Mave mendengus seraya mengedikkan bahu, "Valie sedang berada di rumah Lucas. Mungkin dia hanya akan menggosip bersama Yuki. Di bandingkan menunggunya bergosip,"

Jonas mengangguk mengerti. Sedikit meringis. Dua ratu itu begitu menyeramkan ketika marah dan akan sangat menggemaskan ketika bersama.

"Tuan Mave," panggil Daniel. Di belakangnya terdapat dua bodyguard yang membawa masing masing satu orang dalam kungkungan mereka, "Ini dia penghianat yang anda maksud,"

"Hmmm," Mave mengusap dagunya, berpikir selama beberapa saat, "Potong sebelah pergelangan tangannya. Tanyakan apa motifnya dalam melakukan penghianatan. Jika ia tidak menjawab maka potong sebelah tangannya yang lain. Terus hingga lengannya terpotong hingga bahu.
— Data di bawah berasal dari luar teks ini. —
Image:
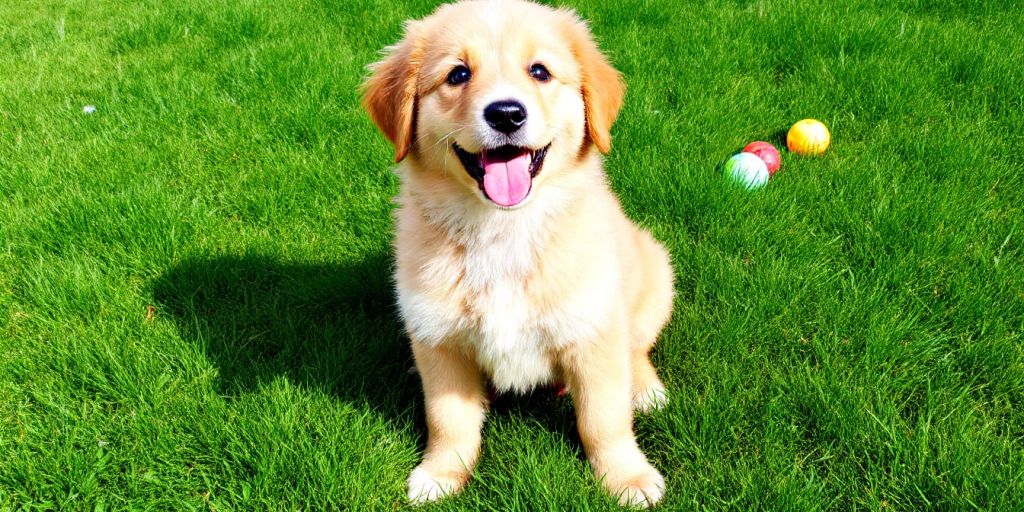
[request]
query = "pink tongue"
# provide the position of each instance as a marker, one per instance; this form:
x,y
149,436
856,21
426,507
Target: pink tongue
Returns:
x,y
507,182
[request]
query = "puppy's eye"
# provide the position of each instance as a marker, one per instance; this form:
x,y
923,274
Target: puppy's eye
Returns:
x,y
459,76
540,73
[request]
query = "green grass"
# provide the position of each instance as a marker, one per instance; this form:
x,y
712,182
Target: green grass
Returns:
x,y
851,337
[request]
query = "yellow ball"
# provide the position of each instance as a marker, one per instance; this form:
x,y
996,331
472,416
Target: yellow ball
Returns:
x,y
808,137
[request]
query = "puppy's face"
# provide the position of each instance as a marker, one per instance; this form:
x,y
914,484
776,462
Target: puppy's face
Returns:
x,y
499,96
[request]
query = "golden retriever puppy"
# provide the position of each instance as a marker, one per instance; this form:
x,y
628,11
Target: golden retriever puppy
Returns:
x,y
515,263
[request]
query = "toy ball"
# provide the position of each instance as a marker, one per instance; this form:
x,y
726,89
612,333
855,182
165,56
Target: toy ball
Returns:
x,y
767,153
808,137
747,169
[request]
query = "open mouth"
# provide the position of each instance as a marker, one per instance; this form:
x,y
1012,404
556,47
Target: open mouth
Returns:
x,y
505,174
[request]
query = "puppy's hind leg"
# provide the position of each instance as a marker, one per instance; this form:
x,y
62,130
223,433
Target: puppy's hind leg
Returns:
x,y
598,377
456,403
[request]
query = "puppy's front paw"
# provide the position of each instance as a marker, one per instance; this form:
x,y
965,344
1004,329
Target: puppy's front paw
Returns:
x,y
642,488
425,486
650,398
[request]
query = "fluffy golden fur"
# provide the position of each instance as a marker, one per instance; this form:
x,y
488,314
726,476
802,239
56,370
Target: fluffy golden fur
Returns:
x,y
559,286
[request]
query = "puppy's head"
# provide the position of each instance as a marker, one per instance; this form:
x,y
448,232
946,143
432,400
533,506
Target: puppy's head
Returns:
x,y
499,95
Dan diamkan saja mereka di ruang bawah tanah. Ah kurasa itu masih terlalu lembut untuk orang orang seperti mereka,"

"T-tuan..," dua penghianat itu merangkak sebelum bersimpuh di kaki Mave, memohon ampun, "Tuan mohon ampuni kami,"

"Tidak ada ampun untuk kalian," Mave berjongkok, berbisik dengan suara rendahnya, "Kalian sudah mencoba untuk membunuh kekasihku. Itu benar benar sebuah tindakan yang tidak bisa di maafkan,"
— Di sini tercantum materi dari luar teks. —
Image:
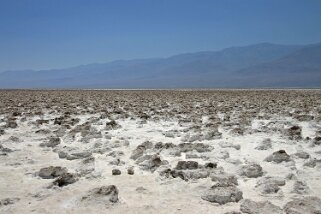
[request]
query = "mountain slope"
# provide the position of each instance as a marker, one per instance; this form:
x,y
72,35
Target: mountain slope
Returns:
x,y
302,68
231,67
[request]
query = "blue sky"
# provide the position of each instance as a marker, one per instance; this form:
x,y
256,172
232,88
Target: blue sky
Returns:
x,y
42,34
"Bawa mereka ke ruang eksekusi," titah Mave setelah kembali menegakkan tubuhnya, "Aku membenci penghianat," ujarnya tenang.

"Aku akan datang lagi siang nanti dan akan ku nilai bagaimana peningkatan kalian dalam latihan nanti," ujarnya mutlak, "Si pengacau jelas akan ikut siang nanti jadi aku harap kalian tidak membuat kesalahan atau gadis itu akan benar benar mengamuk nanti aku tidak akan bisa membayangkannya. Kemarahannya jelas tidak ada tandingannya,"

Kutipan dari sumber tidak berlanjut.